Week of 100614

Daily WLCG Operations Call details

To join the call, at 15.00 CE(S)T Monday to Friday inclusive (in CERN 513 R-068) do one of the following:

  1. Dial +41227676000 (Main) and enter access code 0119168, or
  2. To have the system call you, click here
  3. The scod rota for the next few weeks is at ScodRota

WLCG Service Incidents, Interventions and Availability, Change / Risk Assessments

VO Summaries of Site Usability SIRs & Broadcasts Change assessments
ALICE ATLAS CMS LHCb WLCG Service Incident Reports Broadcast archive CASTOR Change Assessments

General Information

General Information GGUS Information LHC Machine Information
CERN IT status board M/W PPSCoordinationWorkLog WLCG Baseline Versions WLCG Blogs   GgusInformation Sharepoint site - Cooldown Status - News


Monday:

Attendance: local(Harry(chair), Jaroslava, Laurence, Ulrich, Eva, Lola, PeterK, Andrea, JanI,Jamie, MariaG, MariaDZ, Alessandro, Jean-Philippe, Gavin, Dirk, Roberto, Simone);remote(Jon+Catalin(FNAL), Joel(LHCb), Gonzalo(PIC), Michael(BNL), Gang(ASGC), Angela(KIT), Gareth(RAL), Rob(OSG), Rolf(IN2P3), Onno(NL-T1)).

Experiments round table:

CERN-PROD_SCRATCHDISK: issue got solved on Saturday morning, Thanks! https://gus.fzk.de/ws/ticket_info.php?ticket=58904

Overloaded BDIIs at several sites over the weekend resulted in failing jobs with problems retrieving inputs: Australia-Atlas, JINR, Nikhef, INFN-T1. It's becoming an issue over past 2 months. What is the underlying issue? Laurence Field asked for more details - which sites and clients. Alessandro reported CERN, RAL and INFN and that worker nodes querying their local bdii were timing out. Peter Kreuzer thought CMS are also seeing this in some SAM tests at INFN and some Tier 2s. Laurence thought the client timeout was hard-wired at 15 seconds but he will follow-up this up together with Alessandro.

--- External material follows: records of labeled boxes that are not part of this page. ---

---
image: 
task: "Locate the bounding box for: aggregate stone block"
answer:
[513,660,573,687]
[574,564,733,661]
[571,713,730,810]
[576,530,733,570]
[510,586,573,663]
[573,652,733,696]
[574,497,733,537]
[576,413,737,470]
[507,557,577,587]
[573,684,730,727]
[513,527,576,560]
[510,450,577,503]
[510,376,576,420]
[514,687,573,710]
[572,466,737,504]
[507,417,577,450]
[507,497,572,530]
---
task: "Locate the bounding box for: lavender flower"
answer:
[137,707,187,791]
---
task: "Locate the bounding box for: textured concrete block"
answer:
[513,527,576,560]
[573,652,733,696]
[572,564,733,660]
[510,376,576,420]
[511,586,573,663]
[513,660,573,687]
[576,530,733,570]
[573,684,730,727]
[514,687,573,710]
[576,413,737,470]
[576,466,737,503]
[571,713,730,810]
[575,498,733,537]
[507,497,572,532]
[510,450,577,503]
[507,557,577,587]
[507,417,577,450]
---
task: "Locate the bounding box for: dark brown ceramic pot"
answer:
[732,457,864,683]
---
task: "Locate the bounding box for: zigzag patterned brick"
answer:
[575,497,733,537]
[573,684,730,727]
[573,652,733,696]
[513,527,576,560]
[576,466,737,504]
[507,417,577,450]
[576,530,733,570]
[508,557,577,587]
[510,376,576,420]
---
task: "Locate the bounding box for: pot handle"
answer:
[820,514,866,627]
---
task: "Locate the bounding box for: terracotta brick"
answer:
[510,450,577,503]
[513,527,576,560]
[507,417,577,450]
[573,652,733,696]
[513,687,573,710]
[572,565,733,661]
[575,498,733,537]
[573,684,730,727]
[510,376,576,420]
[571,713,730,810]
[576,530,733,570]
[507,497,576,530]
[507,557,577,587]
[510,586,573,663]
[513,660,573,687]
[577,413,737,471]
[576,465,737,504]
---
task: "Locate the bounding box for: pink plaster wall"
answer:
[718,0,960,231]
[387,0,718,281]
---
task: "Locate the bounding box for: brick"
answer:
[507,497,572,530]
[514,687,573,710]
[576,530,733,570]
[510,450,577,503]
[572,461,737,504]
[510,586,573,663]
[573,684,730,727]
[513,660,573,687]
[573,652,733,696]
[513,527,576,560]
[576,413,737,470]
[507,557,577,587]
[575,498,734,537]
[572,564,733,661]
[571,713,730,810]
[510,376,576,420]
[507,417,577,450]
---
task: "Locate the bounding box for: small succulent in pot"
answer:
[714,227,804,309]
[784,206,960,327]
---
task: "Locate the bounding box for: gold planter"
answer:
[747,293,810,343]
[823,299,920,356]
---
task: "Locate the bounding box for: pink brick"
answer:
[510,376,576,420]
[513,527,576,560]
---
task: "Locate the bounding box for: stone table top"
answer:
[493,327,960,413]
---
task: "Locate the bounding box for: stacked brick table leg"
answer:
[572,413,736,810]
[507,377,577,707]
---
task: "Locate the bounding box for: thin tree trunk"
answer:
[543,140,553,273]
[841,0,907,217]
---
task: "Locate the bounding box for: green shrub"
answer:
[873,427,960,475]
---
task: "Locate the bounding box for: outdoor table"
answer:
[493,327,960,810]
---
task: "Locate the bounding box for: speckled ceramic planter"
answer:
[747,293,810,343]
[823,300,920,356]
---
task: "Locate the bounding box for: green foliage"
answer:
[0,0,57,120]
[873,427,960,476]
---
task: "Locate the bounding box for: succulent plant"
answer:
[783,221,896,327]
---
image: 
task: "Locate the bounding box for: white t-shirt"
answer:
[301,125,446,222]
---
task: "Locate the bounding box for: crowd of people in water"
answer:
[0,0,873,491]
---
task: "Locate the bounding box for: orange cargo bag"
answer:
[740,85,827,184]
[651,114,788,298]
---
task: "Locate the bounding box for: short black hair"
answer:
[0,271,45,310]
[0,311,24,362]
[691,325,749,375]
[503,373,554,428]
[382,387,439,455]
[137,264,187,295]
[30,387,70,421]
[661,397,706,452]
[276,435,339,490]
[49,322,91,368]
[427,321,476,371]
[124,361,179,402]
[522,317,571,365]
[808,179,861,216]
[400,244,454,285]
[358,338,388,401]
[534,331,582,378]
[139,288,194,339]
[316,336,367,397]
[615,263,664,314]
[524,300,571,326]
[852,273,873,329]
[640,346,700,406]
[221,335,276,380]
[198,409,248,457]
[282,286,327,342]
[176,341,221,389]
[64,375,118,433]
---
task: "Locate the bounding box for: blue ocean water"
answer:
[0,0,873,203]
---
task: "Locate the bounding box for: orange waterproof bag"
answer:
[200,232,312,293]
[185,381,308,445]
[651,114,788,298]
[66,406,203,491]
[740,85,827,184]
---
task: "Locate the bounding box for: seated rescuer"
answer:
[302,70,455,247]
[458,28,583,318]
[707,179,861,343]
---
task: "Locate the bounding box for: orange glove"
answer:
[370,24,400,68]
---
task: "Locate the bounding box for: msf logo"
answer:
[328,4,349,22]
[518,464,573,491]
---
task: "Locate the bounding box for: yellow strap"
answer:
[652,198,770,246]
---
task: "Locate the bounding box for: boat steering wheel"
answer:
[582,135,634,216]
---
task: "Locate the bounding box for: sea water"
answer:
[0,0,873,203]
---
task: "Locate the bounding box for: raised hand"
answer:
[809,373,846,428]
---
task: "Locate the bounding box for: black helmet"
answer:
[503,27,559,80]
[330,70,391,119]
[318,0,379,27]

Dear T1s, please take opportunity of this week to perform FTS upgrade! LHC is commissioning this week, therefore not much data to take, no data to export to T1s from ATLAS (except functional tests).

T0 Highlights 1) cosmics. 2) data taking during machine development. 3) CSM DB issue from last week : T0 Data Base Service (TOAST) ok now, after restarting DBS, moving it away from the DB-node TOAST is using. 4) Today : intervention on the storage manager DB at point 5. Afterward affected the CMS T0 (SM host down ?); T0 team changed settings and then working again.

T1 Highlights: 1) 2 GGUS Team tickets opened to INFN-T1 ((tickets :https://gus.fzk.de/ws/ticket_info.php?ticket=58920 and https://gus.fzk.de/ws/ticket_info.php?ticket=58987), may or may not be the same issue), both related to SW configuration : admins at INFN-T1 made a general fix and asked CMS to confirm things are fine now, to be followed up 2) BDII not Visible issue at INFN-T1 on Saturday Jun 12, covered in the same ticket as above : https://gus.fzk.de/ws/ticket_info.php?ticket=58987

T2 Highlights: 1) MC production as usual. 2) BDII not Visible issues at the 2 CMS Lisbon T2s : see output from the Dashboard Site Status Board : http://dashb-ssb.cern.ch/templates/cache/bdii_log.html#T2_PT_NCG_Lisbon and http://dashb-ssb.cern.ch/templates/cache/bdii_log.html#T2_PT_LIP_Lisbon

GENERAL INFORMATION: Pass 1 reconstruction activities together with two analysis train ongoing. No MC production activities during the weekend. In terms of raw data transfers, very low activity for the moment

T1 sites: CNAF: on Sunday morning the experts detected a problem at the local ce07 (CREAM). Connections to the service were being refused at submission time. The site admin was immediately informed and he took actions in few hours (therefore there is no GGUS ticket)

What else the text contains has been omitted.